Video - CryptoCurrency Pros And Cons
This video talks about the dos and dont's when dealing with CryptoCurrency. If you are new with this technology, this video is very helpful for you to start with.
If you are brand stinkin’ new to learning about crypto currencies I’m sure you’ve got a lot of questions. At least I hope you have a lot of questions, it’s good if you do, it means you’re a critical thinker. There’s lots to be weary of in the crypto space and the more questions you ask the easier it will be to come to your own conclusions.
After all, if you decide to invest your money, it’s just that, YOUR money. Be smart, educate yourself and if I were to give any investment advice it would be this: invest in coins or projects that you believe in and want to support, invest in projects, that in your opinion, provide real solutions.
Okay, so I’d like to address some commonly asked questions that are aimed at Bitcoin, but really, they apply to most cryptocurrencies. First, what are the benefits to Bitcoin or cryptocurrencies?
Freedom - This means that bitcoin and alt coins enable you to send and receive any amount of money instantly anywhere in the world at any time. No bank holidays. No borders. No imposed limits. They allows users to be in full control of their money.
Fewer risks for merchants - Transactions are secure, irreversible, and do not contain customers’ sensitive or personal information. This protects merchants from losses caused by fraud or fraudulent chargebacks. The net results are lower fees, larger markets, and fewer administrative costs.

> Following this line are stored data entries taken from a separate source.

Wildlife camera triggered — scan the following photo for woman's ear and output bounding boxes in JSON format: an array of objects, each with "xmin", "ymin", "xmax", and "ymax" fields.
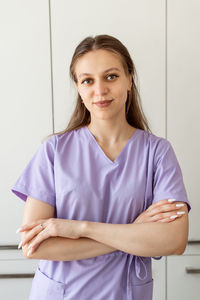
[
  {"xmin": 128, "ymin": 74, "xmax": 132, "ymax": 91},
  {"xmin": 74, "ymin": 81, "xmax": 79, "ymax": 91}
]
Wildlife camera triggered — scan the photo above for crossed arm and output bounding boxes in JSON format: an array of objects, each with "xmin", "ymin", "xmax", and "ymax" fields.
[{"xmin": 20, "ymin": 196, "xmax": 189, "ymax": 260}]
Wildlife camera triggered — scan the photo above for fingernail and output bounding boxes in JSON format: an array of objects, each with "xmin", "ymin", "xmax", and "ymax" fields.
[
  {"xmin": 27, "ymin": 249, "xmax": 32, "ymax": 256},
  {"xmin": 177, "ymin": 211, "xmax": 185, "ymax": 215},
  {"xmin": 168, "ymin": 198, "xmax": 176, "ymax": 202},
  {"xmin": 176, "ymin": 204, "xmax": 184, "ymax": 207},
  {"xmin": 28, "ymin": 243, "xmax": 33, "ymax": 250},
  {"xmin": 16, "ymin": 227, "xmax": 22, "ymax": 233},
  {"xmin": 18, "ymin": 241, "xmax": 23, "ymax": 249},
  {"xmin": 170, "ymin": 215, "xmax": 178, "ymax": 219}
]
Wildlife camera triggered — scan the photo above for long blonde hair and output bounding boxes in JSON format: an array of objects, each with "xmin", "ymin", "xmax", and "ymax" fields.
[{"xmin": 44, "ymin": 34, "xmax": 151, "ymax": 141}]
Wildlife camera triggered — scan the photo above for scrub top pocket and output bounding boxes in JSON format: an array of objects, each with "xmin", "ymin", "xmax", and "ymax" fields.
[
  {"xmin": 29, "ymin": 268, "xmax": 65, "ymax": 300},
  {"xmin": 128, "ymin": 278, "xmax": 154, "ymax": 300}
]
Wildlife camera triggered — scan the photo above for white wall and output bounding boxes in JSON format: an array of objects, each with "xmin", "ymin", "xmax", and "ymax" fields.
[{"xmin": 1, "ymin": 1, "xmax": 199, "ymax": 299}]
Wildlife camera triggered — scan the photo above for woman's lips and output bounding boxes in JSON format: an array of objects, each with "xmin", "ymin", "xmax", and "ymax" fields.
[{"xmin": 94, "ymin": 100, "xmax": 113, "ymax": 107}]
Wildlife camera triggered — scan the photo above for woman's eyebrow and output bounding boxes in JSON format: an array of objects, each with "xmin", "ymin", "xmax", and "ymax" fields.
[{"xmin": 78, "ymin": 67, "xmax": 121, "ymax": 78}]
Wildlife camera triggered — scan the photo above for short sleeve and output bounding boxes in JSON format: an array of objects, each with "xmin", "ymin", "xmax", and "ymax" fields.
[
  {"xmin": 11, "ymin": 135, "xmax": 56, "ymax": 207},
  {"xmin": 151, "ymin": 138, "xmax": 191, "ymax": 261},
  {"xmin": 152, "ymin": 138, "xmax": 191, "ymax": 213}
]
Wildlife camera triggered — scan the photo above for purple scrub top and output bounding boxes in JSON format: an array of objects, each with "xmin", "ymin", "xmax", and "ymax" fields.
[{"xmin": 11, "ymin": 126, "xmax": 191, "ymax": 300}]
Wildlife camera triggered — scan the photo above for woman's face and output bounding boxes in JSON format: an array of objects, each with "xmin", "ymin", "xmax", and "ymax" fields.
[{"xmin": 75, "ymin": 49, "xmax": 132, "ymax": 121}]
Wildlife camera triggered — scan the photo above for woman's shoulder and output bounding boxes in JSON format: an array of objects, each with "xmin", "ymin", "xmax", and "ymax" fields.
[
  {"xmin": 137, "ymin": 128, "xmax": 172, "ymax": 150},
  {"xmin": 45, "ymin": 127, "xmax": 85, "ymax": 150}
]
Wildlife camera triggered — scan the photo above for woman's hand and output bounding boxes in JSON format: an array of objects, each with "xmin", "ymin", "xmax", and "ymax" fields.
[
  {"xmin": 17, "ymin": 218, "xmax": 86, "ymax": 255},
  {"xmin": 133, "ymin": 199, "xmax": 186, "ymax": 224}
]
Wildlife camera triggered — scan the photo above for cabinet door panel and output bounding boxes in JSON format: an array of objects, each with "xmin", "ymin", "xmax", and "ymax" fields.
[
  {"xmin": 168, "ymin": 256, "xmax": 200, "ymax": 300},
  {"xmin": 51, "ymin": 1, "xmax": 166, "ymax": 298},
  {"xmin": 152, "ymin": 257, "xmax": 166, "ymax": 300},
  {"xmin": 51, "ymin": 0, "xmax": 166, "ymax": 137},
  {"xmin": 1, "ymin": 1, "xmax": 53, "ymax": 244},
  {"xmin": 168, "ymin": 0, "xmax": 200, "ymax": 238},
  {"xmin": 0, "ymin": 259, "xmax": 38, "ymax": 300}
]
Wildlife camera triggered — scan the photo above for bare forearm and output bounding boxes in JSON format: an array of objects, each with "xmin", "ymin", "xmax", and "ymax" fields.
[
  {"xmin": 23, "ymin": 236, "xmax": 117, "ymax": 260},
  {"xmin": 83, "ymin": 221, "xmax": 184, "ymax": 257}
]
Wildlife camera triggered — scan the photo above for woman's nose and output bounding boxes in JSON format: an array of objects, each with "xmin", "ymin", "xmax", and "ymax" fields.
[{"xmin": 94, "ymin": 80, "xmax": 108, "ymax": 96}]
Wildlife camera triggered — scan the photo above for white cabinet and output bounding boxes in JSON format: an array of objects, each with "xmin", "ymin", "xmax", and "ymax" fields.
[
  {"xmin": 167, "ymin": 1, "xmax": 200, "ymax": 299},
  {"xmin": 1, "ymin": 0, "xmax": 199, "ymax": 299},
  {"xmin": 1, "ymin": 1, "xmax": 52, "ymax": 298},
  {"xmin": 1, "ymin": 0, "xmax": 53, "ymax": 244},
  {"xmin": 0, "ymin": 260, "xmax": 38, "ymax": 300},
  {"xmin": 167, "ymin": 0, "xmax": 200, "ymax": 238},
  {"xmin": 152, "ymin": 258, "xmax": 166, "ymax": 300},
  {"xmin": 0, "ymin": 277, "xmax": 33, "ymax": 300},
  {"xmin": 167, "ymin": 255, "xmax": 200, "ymax": 300},
  {"xmin": 0, "ymin": 249, "xmax": 38, "ymax": 300}
]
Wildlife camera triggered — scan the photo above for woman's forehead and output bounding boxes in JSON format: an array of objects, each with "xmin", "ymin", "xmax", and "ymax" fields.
[{"xmin": 75, "ymin": 50, "xmax": 124, "ymax": 75}]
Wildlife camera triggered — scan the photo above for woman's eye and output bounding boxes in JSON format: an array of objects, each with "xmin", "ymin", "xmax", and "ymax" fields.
[
  {"xmin": 81, "ymin": 74, "xmax": 119, "ymax": 85},
  {"xmin": 81, "ymin": 79, "xmax": 92, "ymax": 85},
  {"xmin": 107, "ymin": 74, "xmax": 118, "ymax": 80}
]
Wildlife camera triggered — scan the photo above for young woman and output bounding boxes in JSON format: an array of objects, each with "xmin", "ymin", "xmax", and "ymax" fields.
[{"xmin": 12, "ymin": 34, "xmax": 191, "ymax": 300}]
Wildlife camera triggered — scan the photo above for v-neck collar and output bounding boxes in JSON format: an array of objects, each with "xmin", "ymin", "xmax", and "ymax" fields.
[{"xmin": 84, "ymin": 125, "xmax": 139, "ymax": 165}]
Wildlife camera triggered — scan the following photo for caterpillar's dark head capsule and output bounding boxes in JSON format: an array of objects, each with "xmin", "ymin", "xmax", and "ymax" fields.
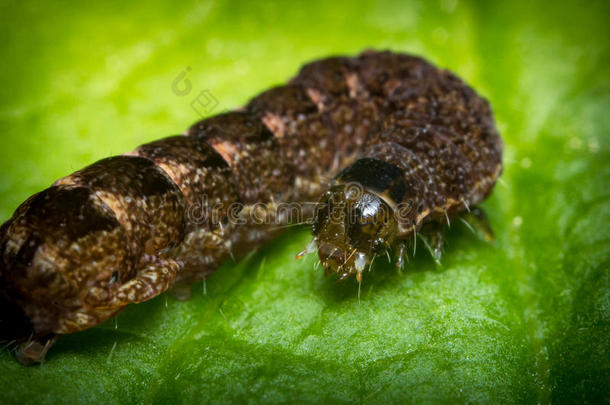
[{"xmin": 312, "ymin": 183, "xmax": 397, "ymax": 280}]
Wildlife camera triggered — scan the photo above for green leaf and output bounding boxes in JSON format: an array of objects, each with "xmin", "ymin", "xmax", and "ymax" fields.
[{"xmin": 0, "ymin": 0, "xmax": 608, "ymax": 403}]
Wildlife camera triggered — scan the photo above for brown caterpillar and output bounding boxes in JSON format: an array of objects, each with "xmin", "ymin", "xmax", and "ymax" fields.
[{"xmin": 0, "ymin": 50, "xmax": 502, "ymax": 364}]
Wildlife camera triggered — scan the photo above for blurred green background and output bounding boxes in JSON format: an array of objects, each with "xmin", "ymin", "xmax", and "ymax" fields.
[{"xmin": 0, "ymin": 0, "xmax": 608, "ymax": 403}]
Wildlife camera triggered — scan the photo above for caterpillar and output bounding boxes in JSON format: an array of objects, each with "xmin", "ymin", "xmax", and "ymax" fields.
[{"xmin": 0, "ymin": 50, "xmax": 502, "ymax": 364}]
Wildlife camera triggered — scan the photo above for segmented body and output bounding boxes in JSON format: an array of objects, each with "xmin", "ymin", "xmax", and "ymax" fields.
[{"xmin": 0, "ymin": 50, "xmax": 502, "ymax": 362}]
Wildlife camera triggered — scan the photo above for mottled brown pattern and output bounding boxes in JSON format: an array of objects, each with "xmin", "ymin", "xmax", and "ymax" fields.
[
  {"xmin": 131, "ymin": 135, "xmax": 241, "ymax": 283},
  {"xmin": 0, "ymin": 50, "xmax": 502, "ymax": 364},
  {"xmin": 248, "ymin": 84, "xmax": 335, "ymax": 185},
  {"xmin": 55, "ymin": 156, "xmax": 186, "ymax": 262},
  {"xmin": 291, "ymin": 56, "xmax": 381, "ymax": 168},
  {"xmin": 0, "ymin": 186, "xmax": 130, "ymax": 335},
  {"xmin": 188, "ymin": 111, "xmax": 294, "ymax": 202}
]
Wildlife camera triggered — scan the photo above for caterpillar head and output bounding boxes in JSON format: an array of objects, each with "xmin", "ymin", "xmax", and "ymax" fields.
[
  {"xmin": 312, "ymin": 183, "xmax": 397, "ymax": 281},
  {"xmin": 0, "ymin": 185, "xmax": 131, "ymax": 351}
]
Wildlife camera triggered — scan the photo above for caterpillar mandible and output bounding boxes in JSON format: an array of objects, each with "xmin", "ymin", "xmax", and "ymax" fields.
[{"xmin": 0, "ymin": 50, "xmax": 502, "ymax": 364}]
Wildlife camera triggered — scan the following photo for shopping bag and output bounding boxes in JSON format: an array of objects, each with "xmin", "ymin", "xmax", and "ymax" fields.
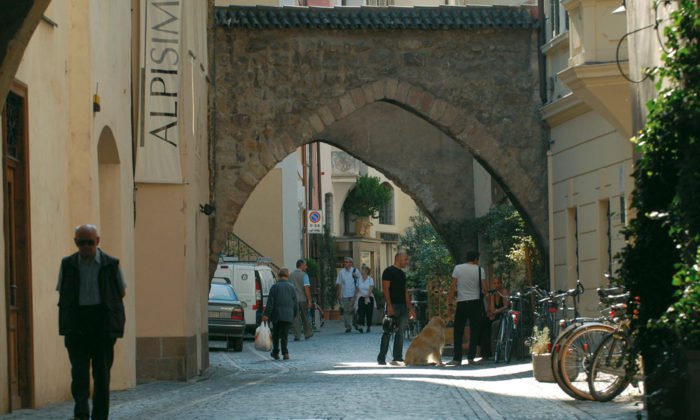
[{"xmin": 254, "ymin": 321, "xmax": 272, "ymax": 352}]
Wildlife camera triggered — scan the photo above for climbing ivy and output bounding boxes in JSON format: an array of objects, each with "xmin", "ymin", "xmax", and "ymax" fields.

Security and control - Users of crypto are in full control of their transactions; it is impossible for merchants to force unwanted or unnoticed charges as can happen with other payment methods. Payments can be made without personal information tied to the transaction. This offers strong protection against identity theft. Not to mention the fact that users can also protect their money with backup and encryption.
Transparent and neutral - All information concerning the money supply itself is readily available on the blockchain for anybody to verify and use in real-time. No individual or organization can control or manipulate the protocol because it is cryptographically secure. This allows for trust in being completely neutral, transparent and predictable.
Now what are the downsides to Bitcoin or other cryptocurrencies?
Degree of acceptance - Many people are still unaware of Bitcoin and even less so of other cryptocurrencies. Every day, more businesses accept bitcoins because they want the advantages of doing so, but the list remains small and still needs to grow in order to benefit from network effects.
Volatility - The total value of bitcoins in circulation and the number of businesses using Bitcoin are still very small compared to what they could be. Therefore, relatively small events, trades, or business activities can significantly affect the price.
In theory, this volatility will decrease as the technology matures and Bitcoin interest rates normalize. Never before has the world seen a start-up currency, so it is truly difficult (and exciting) to imagine how it will play out.
Why do bitcoins have value?
Bitcoins have value because they are useful as a form of money. Bitcoin and altcoins have the characteristics of money like: (durability, portability, fungibility, scarcity, divisibility, and recognizability) based on the properties of mathematics rather than relying on physical properties (like gold and silver) or trust in central authorities (like fiat currencies).
all that is required for a form of money to hold value is trust and adoption. In the case of Bitcoin, this can be measured by its growing base of users, merchants, and startups. As with all currency, bitcoin’s value comes only and directly from people willing to accept them as payment.